Saturday, July 28, 2007

Slant


These two lovely ladies were instrumentally helpful in forming a women's group last night. Bookworm wanted to call it Slant, after a line in an Emily Dickinson poem, so Slant it is. I like it. It conjers a way of being, a way of seeing, a way of doing--slant. We drank and ate and laughed and several cried. Seems to me that's just how it should be in a women's group and there seemed to be a very nice level of trust as the women opened up their hearts to each other. There were only 6 of us, with 10 invited, but the 6 that were there seem pretty compatible. I am excited to see where we are in one year, in terms of how well we know each other, what we have done, how we feel about the group. I need this now that I am retiring. I don't want to end up like my mother, who seems content to see me and my Aunt Billie and have that be her whole world. I need more women than that, if only to ask them how to wax my eyebrows! Slant also could be seen as a symbol of moving forward, if the slant is to the right. That is definitely what I am doing--moving forward into the next 25 years.

Tuesday, July 24, 2007

Stick Me One More Time


Okay….so…..I am now a believer in Acupuncture! I experienced my first session with the Lovely Lori Lee today. I have a stiff, sore neck—maybe a pinched nerve—maybe a painful tense neck the result of tension over sick friends and retirement coming and who knows what else? The fact is it hurts like hell and I have a hard time getting out of bed in the morning in such a way as to avoid awful pain like my neck was going to freeze in place or my head was going to snap off and go rolling off my neck and onto the floor.

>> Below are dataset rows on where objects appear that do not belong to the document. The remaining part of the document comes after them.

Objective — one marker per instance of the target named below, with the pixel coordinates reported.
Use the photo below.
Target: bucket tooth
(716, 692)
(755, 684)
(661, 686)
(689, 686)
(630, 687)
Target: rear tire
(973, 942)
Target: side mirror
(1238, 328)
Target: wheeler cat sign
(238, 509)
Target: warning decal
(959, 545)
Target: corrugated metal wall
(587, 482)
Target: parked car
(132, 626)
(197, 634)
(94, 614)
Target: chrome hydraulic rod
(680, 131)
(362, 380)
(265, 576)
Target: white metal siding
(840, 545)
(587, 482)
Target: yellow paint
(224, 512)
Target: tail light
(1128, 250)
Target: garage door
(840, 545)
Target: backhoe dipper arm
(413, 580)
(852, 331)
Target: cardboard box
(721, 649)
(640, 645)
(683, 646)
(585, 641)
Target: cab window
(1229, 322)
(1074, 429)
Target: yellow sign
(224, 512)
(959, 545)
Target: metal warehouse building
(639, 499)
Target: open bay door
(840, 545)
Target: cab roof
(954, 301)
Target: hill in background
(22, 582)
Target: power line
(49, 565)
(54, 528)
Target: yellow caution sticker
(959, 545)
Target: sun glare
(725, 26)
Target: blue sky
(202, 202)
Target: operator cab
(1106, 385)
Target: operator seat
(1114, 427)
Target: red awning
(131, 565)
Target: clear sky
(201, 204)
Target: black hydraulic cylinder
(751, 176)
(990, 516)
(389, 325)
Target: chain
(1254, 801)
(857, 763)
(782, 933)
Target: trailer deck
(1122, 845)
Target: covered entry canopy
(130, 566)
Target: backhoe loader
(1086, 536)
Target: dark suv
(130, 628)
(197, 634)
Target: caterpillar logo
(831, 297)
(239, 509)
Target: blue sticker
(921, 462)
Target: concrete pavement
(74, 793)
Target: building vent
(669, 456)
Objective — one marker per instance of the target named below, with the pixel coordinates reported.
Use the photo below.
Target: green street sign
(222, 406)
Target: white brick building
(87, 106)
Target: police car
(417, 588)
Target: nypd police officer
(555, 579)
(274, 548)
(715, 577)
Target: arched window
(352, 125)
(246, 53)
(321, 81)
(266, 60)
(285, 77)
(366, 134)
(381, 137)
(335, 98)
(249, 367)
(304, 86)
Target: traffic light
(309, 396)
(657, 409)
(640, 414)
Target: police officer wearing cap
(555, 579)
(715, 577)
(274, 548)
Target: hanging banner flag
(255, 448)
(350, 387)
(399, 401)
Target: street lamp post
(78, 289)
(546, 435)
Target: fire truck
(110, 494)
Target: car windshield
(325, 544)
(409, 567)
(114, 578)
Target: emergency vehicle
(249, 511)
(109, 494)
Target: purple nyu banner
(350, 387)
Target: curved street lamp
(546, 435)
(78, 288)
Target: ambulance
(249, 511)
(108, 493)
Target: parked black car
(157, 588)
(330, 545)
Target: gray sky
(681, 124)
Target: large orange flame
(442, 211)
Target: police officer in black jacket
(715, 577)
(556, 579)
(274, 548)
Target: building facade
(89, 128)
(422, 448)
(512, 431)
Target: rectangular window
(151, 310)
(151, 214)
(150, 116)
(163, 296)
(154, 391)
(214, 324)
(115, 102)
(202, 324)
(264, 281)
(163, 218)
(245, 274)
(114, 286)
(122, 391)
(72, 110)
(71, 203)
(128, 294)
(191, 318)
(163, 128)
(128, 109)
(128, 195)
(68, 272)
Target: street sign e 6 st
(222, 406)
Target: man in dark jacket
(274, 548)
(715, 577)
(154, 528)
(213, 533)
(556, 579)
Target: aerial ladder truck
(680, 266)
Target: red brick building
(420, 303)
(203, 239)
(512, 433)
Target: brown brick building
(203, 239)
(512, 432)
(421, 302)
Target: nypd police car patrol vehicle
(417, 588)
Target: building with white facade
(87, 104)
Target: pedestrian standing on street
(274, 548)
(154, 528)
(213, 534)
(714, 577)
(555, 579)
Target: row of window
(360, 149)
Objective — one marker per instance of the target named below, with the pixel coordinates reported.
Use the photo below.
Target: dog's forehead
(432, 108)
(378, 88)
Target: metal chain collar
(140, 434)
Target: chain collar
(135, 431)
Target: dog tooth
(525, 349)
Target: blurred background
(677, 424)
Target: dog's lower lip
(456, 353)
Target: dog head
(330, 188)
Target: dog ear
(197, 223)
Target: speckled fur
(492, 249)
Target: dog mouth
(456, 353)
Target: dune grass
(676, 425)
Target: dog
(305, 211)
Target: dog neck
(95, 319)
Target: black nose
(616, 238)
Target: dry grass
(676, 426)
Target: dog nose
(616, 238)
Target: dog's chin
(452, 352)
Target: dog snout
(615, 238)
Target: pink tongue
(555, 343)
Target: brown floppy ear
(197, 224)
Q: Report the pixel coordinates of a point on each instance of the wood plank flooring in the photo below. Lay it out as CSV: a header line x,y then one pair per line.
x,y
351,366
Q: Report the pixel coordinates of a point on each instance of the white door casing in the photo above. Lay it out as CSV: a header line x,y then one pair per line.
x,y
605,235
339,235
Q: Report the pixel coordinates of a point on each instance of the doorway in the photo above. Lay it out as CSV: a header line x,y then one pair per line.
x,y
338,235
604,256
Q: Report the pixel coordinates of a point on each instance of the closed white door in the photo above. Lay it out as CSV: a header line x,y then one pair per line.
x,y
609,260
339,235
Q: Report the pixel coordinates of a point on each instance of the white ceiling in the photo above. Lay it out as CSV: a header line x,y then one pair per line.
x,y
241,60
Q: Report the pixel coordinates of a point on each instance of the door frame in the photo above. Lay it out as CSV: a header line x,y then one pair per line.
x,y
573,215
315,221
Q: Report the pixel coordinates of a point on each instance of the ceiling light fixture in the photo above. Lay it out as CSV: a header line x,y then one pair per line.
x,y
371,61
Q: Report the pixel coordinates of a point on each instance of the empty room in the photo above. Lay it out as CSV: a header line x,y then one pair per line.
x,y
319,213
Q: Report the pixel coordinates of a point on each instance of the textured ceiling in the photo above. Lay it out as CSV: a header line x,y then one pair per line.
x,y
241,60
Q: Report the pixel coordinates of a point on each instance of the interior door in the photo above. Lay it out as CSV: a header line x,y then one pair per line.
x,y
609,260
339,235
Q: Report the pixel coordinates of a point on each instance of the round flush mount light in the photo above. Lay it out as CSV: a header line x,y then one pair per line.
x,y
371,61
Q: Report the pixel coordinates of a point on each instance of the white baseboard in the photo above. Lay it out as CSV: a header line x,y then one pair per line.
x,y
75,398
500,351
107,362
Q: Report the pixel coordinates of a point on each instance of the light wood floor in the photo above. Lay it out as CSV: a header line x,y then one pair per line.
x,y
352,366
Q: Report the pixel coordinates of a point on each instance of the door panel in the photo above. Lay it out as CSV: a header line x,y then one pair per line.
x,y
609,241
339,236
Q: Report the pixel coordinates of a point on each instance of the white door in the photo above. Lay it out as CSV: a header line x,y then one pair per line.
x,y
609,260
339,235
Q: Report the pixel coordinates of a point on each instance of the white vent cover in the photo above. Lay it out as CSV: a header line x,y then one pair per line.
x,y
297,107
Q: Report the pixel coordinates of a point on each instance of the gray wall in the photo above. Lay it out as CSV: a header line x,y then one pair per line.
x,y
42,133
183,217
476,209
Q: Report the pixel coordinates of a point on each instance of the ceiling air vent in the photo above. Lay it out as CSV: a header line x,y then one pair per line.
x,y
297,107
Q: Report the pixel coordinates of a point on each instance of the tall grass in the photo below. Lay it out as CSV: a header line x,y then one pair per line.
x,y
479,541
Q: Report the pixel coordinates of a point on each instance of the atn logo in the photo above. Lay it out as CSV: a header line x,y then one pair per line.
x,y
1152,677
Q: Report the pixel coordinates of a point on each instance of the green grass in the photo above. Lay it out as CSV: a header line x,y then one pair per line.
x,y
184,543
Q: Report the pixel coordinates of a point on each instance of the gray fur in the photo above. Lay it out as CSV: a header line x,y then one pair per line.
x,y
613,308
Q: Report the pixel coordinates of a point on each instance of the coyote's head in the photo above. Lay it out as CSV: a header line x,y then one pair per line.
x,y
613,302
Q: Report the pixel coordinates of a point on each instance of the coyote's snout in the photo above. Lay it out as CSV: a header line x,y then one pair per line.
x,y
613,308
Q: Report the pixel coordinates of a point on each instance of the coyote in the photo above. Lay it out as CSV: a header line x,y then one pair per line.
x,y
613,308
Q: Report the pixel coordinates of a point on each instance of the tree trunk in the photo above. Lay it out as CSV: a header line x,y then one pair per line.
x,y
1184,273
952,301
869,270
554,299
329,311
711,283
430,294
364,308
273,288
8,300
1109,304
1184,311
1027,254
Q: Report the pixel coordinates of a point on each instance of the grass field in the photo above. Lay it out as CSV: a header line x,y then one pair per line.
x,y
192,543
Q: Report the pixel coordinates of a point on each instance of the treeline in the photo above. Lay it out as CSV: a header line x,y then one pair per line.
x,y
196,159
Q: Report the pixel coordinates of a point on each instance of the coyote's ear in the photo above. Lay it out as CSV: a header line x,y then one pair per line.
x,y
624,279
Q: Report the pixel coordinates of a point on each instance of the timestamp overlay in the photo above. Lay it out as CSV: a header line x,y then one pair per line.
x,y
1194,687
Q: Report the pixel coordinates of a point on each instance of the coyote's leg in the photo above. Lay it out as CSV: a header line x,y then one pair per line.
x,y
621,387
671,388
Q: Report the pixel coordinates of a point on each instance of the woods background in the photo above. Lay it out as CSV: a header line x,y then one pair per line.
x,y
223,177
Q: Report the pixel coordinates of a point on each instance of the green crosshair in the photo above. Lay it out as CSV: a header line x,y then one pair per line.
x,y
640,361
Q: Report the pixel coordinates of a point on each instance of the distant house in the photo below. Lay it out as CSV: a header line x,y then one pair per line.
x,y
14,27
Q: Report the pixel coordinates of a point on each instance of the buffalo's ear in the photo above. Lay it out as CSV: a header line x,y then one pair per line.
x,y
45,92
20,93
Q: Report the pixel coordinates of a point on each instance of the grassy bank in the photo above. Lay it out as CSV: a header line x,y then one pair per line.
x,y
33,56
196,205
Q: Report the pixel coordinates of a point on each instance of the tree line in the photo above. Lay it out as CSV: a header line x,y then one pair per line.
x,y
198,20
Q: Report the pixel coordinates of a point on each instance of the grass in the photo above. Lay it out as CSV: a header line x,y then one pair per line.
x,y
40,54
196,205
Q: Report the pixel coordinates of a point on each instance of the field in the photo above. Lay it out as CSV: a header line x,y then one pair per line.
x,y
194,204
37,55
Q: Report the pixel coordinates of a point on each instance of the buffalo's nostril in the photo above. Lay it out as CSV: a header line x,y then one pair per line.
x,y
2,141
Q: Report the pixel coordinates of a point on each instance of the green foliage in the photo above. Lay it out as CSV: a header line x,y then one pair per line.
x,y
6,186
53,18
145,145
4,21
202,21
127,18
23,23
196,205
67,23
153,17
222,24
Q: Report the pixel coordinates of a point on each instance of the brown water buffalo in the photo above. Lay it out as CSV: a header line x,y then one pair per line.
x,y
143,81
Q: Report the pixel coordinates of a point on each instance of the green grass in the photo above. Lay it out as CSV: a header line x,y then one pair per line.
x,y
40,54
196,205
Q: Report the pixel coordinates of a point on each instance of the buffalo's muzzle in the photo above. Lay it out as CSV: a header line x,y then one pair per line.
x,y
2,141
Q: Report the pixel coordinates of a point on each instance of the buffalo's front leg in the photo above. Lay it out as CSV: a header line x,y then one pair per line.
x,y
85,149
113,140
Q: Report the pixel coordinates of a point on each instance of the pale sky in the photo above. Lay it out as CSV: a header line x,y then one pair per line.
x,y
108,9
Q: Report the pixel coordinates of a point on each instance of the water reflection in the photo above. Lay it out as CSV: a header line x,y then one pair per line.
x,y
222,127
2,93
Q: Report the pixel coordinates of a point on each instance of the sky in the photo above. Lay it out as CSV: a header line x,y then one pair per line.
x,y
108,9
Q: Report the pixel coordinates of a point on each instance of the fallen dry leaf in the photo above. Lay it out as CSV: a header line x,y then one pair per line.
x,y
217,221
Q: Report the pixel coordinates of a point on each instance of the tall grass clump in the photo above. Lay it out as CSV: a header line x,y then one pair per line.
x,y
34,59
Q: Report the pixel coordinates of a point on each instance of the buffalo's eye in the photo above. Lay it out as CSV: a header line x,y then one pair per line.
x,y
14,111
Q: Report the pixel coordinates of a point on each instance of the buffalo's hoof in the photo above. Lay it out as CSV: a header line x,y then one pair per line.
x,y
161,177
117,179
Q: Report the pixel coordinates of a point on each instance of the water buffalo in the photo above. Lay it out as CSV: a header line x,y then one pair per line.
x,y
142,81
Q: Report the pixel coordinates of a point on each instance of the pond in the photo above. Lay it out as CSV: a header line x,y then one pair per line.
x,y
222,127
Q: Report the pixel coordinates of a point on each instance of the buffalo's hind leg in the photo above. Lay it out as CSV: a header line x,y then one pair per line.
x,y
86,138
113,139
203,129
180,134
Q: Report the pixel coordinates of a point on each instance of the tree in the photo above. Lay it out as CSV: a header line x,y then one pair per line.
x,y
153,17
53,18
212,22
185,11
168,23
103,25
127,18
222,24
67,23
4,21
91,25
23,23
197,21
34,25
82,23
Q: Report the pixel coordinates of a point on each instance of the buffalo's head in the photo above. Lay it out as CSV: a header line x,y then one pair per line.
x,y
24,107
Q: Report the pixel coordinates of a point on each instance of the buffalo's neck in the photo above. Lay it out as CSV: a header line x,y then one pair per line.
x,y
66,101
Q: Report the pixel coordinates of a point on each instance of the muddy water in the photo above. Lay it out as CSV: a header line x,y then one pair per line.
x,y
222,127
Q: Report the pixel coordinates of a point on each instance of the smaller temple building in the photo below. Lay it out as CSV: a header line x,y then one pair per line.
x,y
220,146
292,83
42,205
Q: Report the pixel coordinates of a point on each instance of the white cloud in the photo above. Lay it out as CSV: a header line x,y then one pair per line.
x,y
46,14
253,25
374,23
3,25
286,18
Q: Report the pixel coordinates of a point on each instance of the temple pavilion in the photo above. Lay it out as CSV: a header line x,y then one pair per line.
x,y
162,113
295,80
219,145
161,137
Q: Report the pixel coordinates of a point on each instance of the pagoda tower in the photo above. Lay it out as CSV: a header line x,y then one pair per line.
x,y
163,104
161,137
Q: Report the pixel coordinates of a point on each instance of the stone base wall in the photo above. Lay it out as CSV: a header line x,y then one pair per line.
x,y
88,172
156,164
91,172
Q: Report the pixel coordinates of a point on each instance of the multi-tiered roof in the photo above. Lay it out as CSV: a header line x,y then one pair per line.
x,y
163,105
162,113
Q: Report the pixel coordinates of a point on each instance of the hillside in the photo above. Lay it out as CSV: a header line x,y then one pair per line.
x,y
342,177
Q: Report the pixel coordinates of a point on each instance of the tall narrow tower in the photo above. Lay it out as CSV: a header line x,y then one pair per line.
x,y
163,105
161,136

I needed to do SOMETHING. I tried massage, yoga, Tylenol, Naproxen, hot neck wraps, cold neck wraps, hot showers, more massage, relaxing self-talk, self-massage, stretching, walking, chocolate, cookies, booze—nothing helped. Everybody I knew who had pain or suffering said, go see Lori. The friend with a back so bad she walked hunched over like a very old woman, the dear man friend going through chemo, the dear woman friend with horrible pelvic floor distress, the retired nurse with bad knees, the coworker with a bad hip, all said, go see Lori Lee. I went today.
And I’m here to tell you that Lori Lee not only gives you acupuncture treatment, she gives you caring and she gives you comfort and she gives you a warmed bed and soft music, which Fossil Guy describes as “uneventful” but for me was “transporting” and she gives you 30 minutes of uninterrupted peace. I think that last bit is the best bit. When does a person get a half hour of lying on a warm bed in a quiet room with the lights dimmed and music playing? In my experience that is a very rare phenomenon. Maybe people like Paris Hilton and Elizabeth Taylor and Donald Trump pay thousands of dollars to go to spas for just such treatment, but the likes of you and me don’t often experience it. In my case, this costs me a measly, paltry $15! Good grief, who wouldn’t want to do this? Afraid of needles? Bosh! A little sting, less than a mosquito bite, less than a pinch, way less than a stubbed toe, far less than a paper cut, no comparison to a blood test. And after the needles are in, a blissful half hour to yourself! Go for it Boys and Girls! It’s the best $15 you’ll ever spend. Chiropractic and massage are okay, massage being nicer, I think, but this is Heaven on Earth. Those ancients knew what they were doing. I know, they bound their women’s feet, and there was Tiananmen Square and there have been other indignities to the Chinese people, but they did invent Acupuncture. The best thing since aspirin and it doesn’t upset your stomach.